It's not just a case of increasing food prices by 10% as 100% of the service goes into wages there are no costs, you'd need to increase food prices by much more than that to make the same amount of profit to meet the staff salaries.
So how do supermarkets manage to give a simple price for what they are selling and neither expect nor actually accept tips? They need thousands of staff to make their business work, but they factor this into the prices they charge the consumers - there's no extra tip for the delivery drivers, shelf stackers, checkout assistants, HR and payroll managers etc. Whether they pay a fair wage is debatable, but if not, it is their sums that are wrong and not the principle.
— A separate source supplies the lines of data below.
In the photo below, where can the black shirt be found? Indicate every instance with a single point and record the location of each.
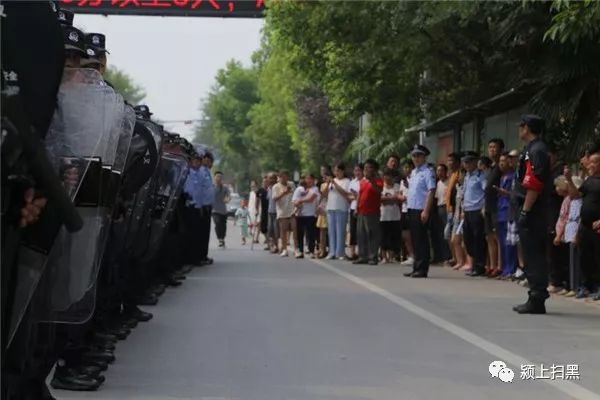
(590, 205)
(261, 194)
(491, 196)
(535, 156)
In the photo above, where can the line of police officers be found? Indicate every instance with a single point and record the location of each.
(534, 186)
(93, 216)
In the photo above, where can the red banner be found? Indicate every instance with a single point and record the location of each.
(184, 8)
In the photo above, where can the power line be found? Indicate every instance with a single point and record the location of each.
(181, 121)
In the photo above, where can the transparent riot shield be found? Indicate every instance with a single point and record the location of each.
(173, 172)
(82, 142)
(142, 211)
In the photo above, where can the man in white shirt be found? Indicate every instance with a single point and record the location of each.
(305, 200)
(354, 189)
(282, 196)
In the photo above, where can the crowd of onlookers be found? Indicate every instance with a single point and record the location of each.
(463, 213)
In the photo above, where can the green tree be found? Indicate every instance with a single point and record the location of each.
(125, 85)
(225, 120)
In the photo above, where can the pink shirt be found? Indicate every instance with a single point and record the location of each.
(563, 217)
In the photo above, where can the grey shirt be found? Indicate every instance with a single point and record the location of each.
(219, 206)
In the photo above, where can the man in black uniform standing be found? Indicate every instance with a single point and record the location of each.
(533, 186)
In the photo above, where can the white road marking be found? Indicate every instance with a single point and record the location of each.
(570, 388)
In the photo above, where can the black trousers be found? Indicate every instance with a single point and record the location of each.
(420, 238)
(474, 236)
(533, 242)
(437, 223)
(306, 226)
(590, 258)
(220, 225)
(204, 231)
(353, 228)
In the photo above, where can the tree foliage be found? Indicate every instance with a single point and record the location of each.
(125, 85)
(324, 64)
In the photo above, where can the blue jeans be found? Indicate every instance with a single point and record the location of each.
(336, 227)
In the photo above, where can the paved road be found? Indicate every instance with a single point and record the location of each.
(255, 326)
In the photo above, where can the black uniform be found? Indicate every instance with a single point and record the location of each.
(534, 174)
(590, 238)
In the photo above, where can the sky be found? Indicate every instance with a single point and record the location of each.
(175, 59)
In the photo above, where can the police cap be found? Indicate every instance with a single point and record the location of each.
(91, 56)
(420, 149)
(65, 17)
(469, 156)
(97, 41)
(73, 39)
(143, 111)
(535, 123)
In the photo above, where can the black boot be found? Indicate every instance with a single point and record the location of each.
(149, 299)
(532, 306)
(69, 379)
(142, 316)
(94, 354)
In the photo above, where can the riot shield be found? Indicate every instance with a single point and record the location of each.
(141, 214)
(83, 140)
(173, 172)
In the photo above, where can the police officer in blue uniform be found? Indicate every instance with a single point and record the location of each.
(192, 211)
(534, 185)
(421, 190)
(473, 202)
(206, 197)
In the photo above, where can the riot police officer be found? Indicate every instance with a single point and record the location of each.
(533, 186)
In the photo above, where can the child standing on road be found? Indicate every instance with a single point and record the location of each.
(242, 215)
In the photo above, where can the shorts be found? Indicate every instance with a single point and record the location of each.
(457, 228)
(489, 223)
(391, 235)
(404, 225)
(322, 222)
(353, 228)
(273, 227)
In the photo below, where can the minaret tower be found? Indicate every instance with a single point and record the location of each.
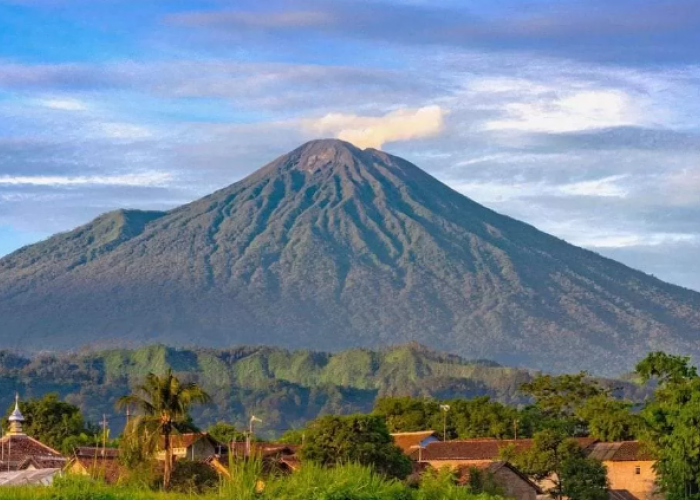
(16, 419)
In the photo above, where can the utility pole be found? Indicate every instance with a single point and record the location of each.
(251, 430)
(104, 434)
(445, 409)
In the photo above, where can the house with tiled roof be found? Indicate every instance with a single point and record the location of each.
(411, 442)
(507, 478)
(191, 446)
(630, 468)
(98, 463)
(467, 451)
(21, 452)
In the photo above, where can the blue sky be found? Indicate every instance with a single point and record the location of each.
(579, 117)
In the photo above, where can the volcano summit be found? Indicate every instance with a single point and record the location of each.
(329, 247)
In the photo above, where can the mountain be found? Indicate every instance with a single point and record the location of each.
(330, 247)
(285, 389)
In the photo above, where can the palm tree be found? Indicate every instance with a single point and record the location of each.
(163, 404)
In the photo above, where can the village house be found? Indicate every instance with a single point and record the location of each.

What's the point of running a business if you expect your customers to run part of it for you, instead of just being allowed to be end consumers paying a stated price?
How can somebody be capable of factoring in all of their other costs such as building purchase/rental/lease, business rates, taxes, accountants, utilities, kitchen staff wages, their own profits/livelihood, appliances, furniture, crockery, cost of buying in the ingredients, provision of toilets, cleaners etc.... but they somehow still need help to be able to work out that one element of how they can include their staff costs in the overall budget? Either they're not very competent businesspeople or otherwise their intent is to deceive and confuse for their own benefit.
I'm absolutely not asking for lower wages for serving staff - I just want them to be able to rely on actual guaranteed wages, ultimately funded by non-schemed customers who are given an honest all-inclusive price to pay.